LLM Integration¶
gpio includes a skill file that teaches Large Language Models (ChatGPT, Claude, Gemini, etc.) how to work with spatial data using gpio.
Quick Start¶
# List available skills
gpio skills
# Print skill content to stdout
gpio skills --show
# Copy skill to current directory
gpio skills --copy .
Using with LLMs¶
Option 1: Paste skill content¶
Copy the skill content to your clipboard and paste it at the start of a conversation:
gpio skills --show | pbcopy
gpio skills --show | xclip -selection clipboard
gpio skills --show | Set-Clipboard
Then paste into your LLM conversation to give it context about gpio.

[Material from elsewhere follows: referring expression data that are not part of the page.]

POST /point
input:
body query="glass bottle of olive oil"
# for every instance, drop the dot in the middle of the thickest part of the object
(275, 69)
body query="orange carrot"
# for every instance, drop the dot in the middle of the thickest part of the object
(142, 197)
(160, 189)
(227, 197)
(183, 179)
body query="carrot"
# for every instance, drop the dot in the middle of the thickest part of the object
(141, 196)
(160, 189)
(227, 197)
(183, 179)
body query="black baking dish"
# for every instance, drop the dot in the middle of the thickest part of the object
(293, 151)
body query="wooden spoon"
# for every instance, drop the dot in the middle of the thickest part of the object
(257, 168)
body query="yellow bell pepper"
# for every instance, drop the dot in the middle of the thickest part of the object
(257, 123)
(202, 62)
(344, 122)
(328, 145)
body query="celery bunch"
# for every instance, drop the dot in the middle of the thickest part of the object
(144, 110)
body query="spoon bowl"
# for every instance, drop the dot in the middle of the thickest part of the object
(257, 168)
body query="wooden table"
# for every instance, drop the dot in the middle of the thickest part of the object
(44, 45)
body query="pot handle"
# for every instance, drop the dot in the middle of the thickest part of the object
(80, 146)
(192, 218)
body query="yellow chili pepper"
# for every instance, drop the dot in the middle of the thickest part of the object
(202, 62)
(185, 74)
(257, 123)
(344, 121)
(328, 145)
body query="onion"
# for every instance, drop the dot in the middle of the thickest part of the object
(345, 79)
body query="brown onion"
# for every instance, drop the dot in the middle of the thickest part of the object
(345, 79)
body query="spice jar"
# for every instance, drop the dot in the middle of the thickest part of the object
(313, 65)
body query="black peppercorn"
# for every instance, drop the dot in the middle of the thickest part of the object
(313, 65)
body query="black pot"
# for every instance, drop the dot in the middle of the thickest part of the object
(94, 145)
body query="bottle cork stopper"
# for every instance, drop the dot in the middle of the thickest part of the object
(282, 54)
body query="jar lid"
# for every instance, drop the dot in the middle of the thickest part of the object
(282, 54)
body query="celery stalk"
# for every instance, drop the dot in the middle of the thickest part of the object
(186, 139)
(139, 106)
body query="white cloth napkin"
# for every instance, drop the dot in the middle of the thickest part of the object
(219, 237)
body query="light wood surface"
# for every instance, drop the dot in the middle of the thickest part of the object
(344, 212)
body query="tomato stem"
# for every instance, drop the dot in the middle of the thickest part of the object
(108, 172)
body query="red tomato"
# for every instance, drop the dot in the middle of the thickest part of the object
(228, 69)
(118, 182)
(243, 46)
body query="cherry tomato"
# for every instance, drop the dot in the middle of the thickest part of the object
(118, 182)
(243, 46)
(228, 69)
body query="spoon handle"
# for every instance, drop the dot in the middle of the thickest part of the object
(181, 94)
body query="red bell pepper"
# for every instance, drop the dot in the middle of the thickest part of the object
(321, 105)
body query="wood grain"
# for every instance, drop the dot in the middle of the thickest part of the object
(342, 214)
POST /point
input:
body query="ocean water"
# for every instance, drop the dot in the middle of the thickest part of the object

Option 2: Reference the file¶
Tell your LLM to read the skill file:
Read geoparquet_io/skills/geoparquet.md and help me convert my shapefile to GeoParquet.
Option 3: Claude Code¶
For Claude Code users, the skill is automatically available:
- Invoke via
/geoparquetcommand - Or ask Claude to help with GeoParquet conversions
What the Skill Teaches¶
The skill teaches LLMs how to:
- Ingest spatial data from URLs and local files
- Explore data structure, CRS, and schema
- Convert to optimized GeoParquet format
- Validate against best practices
- Recommend partitioning strategies based on size
- Publish to cloud storage
Customizing Skills¶
Copy the skill to customize it for your workflow:
gpio skills --copy .
# Edit geoparquet.md with your preferences
Custom skills can include: - Your preferred compression settings - Default cloud storage paths - Organization-specific workflows - Additional validation requirements
Skill Content¶
The skill includes:
- Command reference table (auto-generated from CLI)
- Compression options and defaults
- Step-by-step workflow guides
- Remote file access patterns
- Example sessions
All generated sections stay in sync with the actual CLI via menard documentation tracking.